A equação é simples: quanto mais smartphone, menos sono. “Não é coincidência, é uma combinação explosiva. O conteúdo é infinito, sem ponto de parada; os algoritmos aprendem exatamente o que prende a atenção; há toda a pressão social para estar on-line. E, além de tudo, tem a luz azul, que literalmente suprime os hormônios do sono. Antigamente, a escuridão impunha o sono. Sem luz artificial, o ritmo humano se alinhava com o pôr do sol. Daí veio a luz elétrica, mas, mesmo assim, a programação da TV acabava, o videogame estava num console compartilhado na sala e até mesmo os livros exigiam uma energia mental que, eventualmente, levava ao sono. Os smartphones eliminaram todas essas restrições. Agora, o entretenimento é infinito”, diz o colunista.

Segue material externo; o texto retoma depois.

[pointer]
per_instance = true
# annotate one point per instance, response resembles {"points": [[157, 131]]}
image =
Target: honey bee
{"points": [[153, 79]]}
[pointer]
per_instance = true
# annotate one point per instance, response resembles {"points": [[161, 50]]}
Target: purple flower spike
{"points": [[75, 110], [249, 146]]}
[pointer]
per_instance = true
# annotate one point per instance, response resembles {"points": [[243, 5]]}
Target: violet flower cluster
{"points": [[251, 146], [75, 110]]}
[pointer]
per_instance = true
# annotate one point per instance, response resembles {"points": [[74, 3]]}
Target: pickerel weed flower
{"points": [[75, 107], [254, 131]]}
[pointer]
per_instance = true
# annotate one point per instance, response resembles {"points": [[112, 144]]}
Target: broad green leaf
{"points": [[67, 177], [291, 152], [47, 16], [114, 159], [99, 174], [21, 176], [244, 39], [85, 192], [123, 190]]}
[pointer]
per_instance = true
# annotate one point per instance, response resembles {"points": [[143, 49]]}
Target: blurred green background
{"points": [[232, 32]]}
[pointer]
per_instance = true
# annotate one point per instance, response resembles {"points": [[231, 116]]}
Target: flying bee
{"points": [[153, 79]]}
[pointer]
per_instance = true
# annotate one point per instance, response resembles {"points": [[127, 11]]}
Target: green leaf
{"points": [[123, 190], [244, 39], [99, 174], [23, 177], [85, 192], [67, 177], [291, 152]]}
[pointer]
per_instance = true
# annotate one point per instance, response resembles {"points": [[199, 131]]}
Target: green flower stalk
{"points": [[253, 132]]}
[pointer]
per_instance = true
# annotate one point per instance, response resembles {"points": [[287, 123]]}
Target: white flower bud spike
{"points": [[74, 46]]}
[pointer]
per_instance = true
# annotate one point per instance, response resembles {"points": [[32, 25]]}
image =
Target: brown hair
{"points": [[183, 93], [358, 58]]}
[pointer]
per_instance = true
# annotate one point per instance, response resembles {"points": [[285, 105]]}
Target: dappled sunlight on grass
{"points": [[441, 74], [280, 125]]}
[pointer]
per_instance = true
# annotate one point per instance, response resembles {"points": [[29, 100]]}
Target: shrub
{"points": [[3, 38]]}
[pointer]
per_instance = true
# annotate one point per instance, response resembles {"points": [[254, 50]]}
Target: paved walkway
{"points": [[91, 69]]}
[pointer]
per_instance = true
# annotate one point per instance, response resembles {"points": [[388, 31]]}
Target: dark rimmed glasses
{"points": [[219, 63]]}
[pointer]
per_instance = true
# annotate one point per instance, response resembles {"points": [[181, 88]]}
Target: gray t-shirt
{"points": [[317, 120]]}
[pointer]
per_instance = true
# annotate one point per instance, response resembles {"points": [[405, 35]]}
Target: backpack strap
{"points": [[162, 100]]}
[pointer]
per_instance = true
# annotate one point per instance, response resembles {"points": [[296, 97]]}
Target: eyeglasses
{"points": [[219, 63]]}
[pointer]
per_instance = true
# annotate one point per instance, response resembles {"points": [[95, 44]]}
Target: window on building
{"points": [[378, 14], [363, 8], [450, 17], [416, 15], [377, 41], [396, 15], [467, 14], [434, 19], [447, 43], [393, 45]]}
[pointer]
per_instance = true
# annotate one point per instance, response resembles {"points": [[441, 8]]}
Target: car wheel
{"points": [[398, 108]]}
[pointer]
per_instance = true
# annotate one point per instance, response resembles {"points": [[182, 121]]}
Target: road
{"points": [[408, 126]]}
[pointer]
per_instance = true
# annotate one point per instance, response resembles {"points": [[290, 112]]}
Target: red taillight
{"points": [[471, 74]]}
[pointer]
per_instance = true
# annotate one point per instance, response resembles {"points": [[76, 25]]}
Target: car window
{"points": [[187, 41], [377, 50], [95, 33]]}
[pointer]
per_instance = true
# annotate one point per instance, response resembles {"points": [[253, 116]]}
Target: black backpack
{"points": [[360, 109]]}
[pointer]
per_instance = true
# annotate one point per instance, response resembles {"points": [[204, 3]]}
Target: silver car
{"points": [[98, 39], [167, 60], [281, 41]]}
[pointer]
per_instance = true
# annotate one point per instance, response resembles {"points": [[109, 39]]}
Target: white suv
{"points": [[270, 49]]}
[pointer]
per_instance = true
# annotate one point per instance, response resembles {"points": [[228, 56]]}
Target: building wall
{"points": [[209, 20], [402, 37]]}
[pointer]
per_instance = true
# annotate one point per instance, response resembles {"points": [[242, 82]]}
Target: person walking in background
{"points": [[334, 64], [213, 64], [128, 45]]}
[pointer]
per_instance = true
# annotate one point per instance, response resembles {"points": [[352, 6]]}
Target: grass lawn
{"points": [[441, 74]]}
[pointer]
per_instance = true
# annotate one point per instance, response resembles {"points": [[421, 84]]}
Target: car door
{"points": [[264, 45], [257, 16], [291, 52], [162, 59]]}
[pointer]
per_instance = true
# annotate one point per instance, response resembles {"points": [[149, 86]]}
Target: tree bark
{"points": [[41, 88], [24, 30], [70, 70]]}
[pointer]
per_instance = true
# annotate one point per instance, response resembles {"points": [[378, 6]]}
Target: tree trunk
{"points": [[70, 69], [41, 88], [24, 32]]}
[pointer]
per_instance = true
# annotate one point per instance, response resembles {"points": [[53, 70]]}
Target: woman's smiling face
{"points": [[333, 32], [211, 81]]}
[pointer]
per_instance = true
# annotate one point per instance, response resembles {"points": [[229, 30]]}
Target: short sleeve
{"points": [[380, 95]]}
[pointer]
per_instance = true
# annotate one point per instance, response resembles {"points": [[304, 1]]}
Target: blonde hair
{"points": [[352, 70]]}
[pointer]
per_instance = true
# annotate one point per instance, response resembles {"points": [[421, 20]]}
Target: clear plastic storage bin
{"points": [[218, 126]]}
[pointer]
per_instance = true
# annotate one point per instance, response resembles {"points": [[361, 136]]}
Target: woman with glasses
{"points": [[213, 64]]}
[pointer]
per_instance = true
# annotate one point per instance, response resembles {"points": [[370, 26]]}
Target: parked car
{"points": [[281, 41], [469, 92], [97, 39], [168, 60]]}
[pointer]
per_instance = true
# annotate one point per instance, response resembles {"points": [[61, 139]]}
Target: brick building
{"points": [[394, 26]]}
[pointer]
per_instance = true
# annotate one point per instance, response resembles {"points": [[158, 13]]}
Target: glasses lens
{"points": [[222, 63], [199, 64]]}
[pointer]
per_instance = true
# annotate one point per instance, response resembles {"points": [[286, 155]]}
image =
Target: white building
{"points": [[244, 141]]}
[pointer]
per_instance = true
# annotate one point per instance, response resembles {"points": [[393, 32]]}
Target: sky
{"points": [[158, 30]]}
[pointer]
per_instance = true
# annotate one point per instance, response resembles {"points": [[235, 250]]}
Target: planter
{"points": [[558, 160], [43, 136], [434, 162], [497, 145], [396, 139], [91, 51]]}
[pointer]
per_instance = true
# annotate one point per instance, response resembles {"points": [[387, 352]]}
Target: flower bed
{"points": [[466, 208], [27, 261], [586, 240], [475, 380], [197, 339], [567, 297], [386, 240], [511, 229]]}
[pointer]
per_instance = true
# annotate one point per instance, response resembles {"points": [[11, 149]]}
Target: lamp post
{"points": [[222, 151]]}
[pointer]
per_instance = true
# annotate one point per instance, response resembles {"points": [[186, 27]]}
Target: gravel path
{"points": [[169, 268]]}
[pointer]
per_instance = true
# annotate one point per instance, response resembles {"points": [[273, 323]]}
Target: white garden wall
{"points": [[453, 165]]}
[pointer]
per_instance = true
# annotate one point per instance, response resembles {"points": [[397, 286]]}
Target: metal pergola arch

Segundo ele, ficar acordado até tarde consumindo conteúdo tornou-se parte da identidade adolescente. “É a cultura da produtividade invadindo a juventude; e não adianta o pai insistir para o filho dormir cedo se ele próprio não respeita essa regra. É como pedir para a criança comer verdura sem dar o exemplo.”
O problema é que o corpo cobra o preço dessa privação contínua. “É a primeira geração cujo cérebro está sendo alterado pela privação crônica de sono durante a fase mais crítica do desenvolvimento. Pessoas privadas de sono apresentam declínio cognitivo, falhas na consolidação da memória, dificuldade de atenção e menor controle de impulsos. O risco de depressão e ansiedade aumenta muito. Somado à adolescência, isso só tende a piorar. Há também desregulação da fome, maior risco de obesidade e diabetes, resposta imunológica mais fraca, comprometimento do crescimento, pressão arterial elevada e desequilíbrio emocional. É uma bomba. Não é à toa que a privação de sono é usada como técnica de tortura […] Se isso fosse uma toxina ambiental, seria tratado como emergência de saúde pública. Mas, como é tecnologia, a gente aceita, o que é um erro.”
Por fim, ele ressalta que não se pode atribuir a responsabilidade apenas ao usuário, já que esses produtos são projetados para gerar dependência. “Essas empresas têm equipes inteiras de psicólogos e neurocientistas trabalhando com designers para manter você acordado. E o alvo são os adolescentes, que biologicamente têm menos controle de impulsos. Por isso, sempre que possível, o melhor é deixar a molecada dormir sempre que puder.”